If either Jimmy Spithill or Francesco Bruni can hold Ineos in displacement mode and then be able to pull the trigger and take off sooner, it could end up a game of follow the leader. “That’s the name of the game when you think you have a takeoff advantage,” Lyne says.

So, a big thing in the prestart will be for Ainslie to evade getting hooked, and for Luna Rossa to execute it perfectly.


On the open racecourse, Lyne opines, if it’s light, Luna Rossa can have a lower entry speed a lower bottom speed into the maneuvers with their bigger foils. But there’s the big caveat: “What we knew eight days ago, you’d give it to Luna Rossa in sub-12 knots.
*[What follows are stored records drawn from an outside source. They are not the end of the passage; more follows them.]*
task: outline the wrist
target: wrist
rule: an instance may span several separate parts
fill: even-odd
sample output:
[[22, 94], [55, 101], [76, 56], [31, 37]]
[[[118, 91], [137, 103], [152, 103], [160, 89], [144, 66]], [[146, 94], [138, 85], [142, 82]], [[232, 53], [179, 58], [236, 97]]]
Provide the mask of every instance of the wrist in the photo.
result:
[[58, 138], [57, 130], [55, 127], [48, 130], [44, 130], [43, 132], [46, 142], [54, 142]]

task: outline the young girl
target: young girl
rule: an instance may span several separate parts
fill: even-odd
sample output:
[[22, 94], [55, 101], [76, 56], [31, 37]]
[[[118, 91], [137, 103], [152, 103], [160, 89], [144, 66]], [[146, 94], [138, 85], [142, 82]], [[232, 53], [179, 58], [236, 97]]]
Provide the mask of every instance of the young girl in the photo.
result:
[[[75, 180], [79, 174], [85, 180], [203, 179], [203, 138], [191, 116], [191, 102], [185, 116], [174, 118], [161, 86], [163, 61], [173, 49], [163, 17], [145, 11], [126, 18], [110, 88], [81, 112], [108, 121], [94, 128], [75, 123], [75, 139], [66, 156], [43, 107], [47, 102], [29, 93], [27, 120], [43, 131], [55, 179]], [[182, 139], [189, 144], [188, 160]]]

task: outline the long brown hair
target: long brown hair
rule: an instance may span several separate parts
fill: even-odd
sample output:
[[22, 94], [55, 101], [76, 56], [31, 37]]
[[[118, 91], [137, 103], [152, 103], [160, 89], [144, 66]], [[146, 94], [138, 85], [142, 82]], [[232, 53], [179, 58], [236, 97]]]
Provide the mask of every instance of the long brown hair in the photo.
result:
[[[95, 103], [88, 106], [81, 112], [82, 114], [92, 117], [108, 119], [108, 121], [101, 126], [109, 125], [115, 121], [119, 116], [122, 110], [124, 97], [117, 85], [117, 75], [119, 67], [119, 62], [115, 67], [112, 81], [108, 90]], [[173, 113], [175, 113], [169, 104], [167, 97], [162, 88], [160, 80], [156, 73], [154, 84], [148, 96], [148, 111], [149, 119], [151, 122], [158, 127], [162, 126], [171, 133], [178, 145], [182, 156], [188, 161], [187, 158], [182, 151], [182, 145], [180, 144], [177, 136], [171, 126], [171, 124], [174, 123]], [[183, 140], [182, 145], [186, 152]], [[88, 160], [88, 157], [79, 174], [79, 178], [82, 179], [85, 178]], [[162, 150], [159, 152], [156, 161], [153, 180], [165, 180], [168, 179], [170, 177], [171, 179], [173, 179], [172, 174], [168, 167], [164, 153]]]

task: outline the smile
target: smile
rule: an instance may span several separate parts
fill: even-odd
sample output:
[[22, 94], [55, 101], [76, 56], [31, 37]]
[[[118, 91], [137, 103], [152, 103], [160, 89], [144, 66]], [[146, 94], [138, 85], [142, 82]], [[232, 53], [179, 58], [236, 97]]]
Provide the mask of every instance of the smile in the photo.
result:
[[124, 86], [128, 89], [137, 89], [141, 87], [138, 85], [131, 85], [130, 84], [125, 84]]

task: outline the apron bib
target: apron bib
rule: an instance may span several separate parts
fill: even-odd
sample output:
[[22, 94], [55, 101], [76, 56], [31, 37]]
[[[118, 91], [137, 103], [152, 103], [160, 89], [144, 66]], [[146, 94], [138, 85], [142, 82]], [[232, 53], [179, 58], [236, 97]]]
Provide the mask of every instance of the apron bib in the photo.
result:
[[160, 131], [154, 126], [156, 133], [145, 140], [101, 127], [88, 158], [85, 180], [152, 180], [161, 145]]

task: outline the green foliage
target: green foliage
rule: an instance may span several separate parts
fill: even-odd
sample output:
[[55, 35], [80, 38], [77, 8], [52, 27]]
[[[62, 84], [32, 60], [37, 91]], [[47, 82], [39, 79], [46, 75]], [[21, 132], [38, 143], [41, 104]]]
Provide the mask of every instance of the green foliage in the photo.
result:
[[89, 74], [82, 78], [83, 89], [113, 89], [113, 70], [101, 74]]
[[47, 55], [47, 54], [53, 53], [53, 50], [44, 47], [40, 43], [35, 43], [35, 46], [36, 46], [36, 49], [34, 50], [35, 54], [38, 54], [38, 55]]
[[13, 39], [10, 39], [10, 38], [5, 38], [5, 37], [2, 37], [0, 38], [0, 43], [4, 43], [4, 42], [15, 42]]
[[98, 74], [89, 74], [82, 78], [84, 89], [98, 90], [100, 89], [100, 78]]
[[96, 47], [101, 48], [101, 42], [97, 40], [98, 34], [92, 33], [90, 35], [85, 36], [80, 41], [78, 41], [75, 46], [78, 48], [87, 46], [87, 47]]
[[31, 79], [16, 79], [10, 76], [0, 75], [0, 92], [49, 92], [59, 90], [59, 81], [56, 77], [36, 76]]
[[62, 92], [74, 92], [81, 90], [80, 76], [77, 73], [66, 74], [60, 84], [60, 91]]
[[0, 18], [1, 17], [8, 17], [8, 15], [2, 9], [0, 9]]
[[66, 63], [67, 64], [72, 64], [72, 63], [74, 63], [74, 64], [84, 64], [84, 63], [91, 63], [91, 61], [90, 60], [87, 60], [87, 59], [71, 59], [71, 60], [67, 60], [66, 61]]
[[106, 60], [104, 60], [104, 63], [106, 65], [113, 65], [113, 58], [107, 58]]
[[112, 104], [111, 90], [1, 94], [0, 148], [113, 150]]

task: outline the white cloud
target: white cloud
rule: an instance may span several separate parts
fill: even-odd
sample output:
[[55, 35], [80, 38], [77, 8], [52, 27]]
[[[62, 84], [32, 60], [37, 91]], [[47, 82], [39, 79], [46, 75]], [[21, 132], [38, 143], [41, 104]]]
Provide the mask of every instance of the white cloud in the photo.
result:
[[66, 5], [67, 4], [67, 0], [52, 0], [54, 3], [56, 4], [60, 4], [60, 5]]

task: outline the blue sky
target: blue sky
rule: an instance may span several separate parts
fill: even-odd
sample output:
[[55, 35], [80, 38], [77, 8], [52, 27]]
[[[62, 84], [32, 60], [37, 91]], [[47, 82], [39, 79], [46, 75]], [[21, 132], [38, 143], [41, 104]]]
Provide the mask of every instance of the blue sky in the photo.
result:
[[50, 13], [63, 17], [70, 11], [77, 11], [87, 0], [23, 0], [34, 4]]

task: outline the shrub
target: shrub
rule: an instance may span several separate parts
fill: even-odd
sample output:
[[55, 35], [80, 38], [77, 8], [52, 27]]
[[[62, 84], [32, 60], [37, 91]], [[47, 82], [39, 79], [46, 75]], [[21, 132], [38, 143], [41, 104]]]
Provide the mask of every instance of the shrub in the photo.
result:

They have a nice high mode upwind, but Ben’s boat has been in the shed for a long time.”

Luna Rossa has had plenty of time in the shed as well, as team director Max Sirena reminded everyone at Thursday’s press conference in Auckland ahead of the first day of racing on Saturday in Auckland. The changes he listed off included a new foil, a modified mast, new set of sails, a lot of development in the software on the boat, as well as improvements with the onboard communications.

“We’re ready to sail in any conditions,” Sirena said, later adding that the real enemy is themselves, not Ineos. That they need to avoid the mistakes of earlier races. Plain and simple.


While sailing days have been limited since the conclusion of the semifinals and the boats have undergone extensive modifications, the skippers have been logging plenty of hours in the simulator, validating changes to the boat and running through tactical situations and starting strategies. It’s yet another incredible development of the current Cup cycle. The simulator is part of each day’s pre-race routine.

“We do use the simulator for pre-race practice,” Ainslie says. “The wind conditions do play a factor into that, and the opponent. It’s part of the reconnaissance that we undertake of the opposition, part of our own development of the skills and understanding what the boat is capable of. It’s very close to the full picture, but it isn’t quite the full picture, so you have to be careful that it doesn’t convince you to pull a maneuver that you wouldn’t in reality be able to do. It’s a useful tool, but you have to understand in reality what the boat can do on the water as well.”

The forecast for the first weekend, says Regatta Director Iain Murray, is for light to moderate winds, with Saturday being borderline at the 6.5-knot limit. It’s been a long time since the America’s Cup World Series in December when Ineos struggled mightily in such conditions, but as we note at the top of the story, the game is moving fast and so is the development, and you can bet Ineos will have put the World Series in the distant past. They’ll be looking to start a tow from their chase boat, get on the foil and fight like hell to stay on it from start to finish.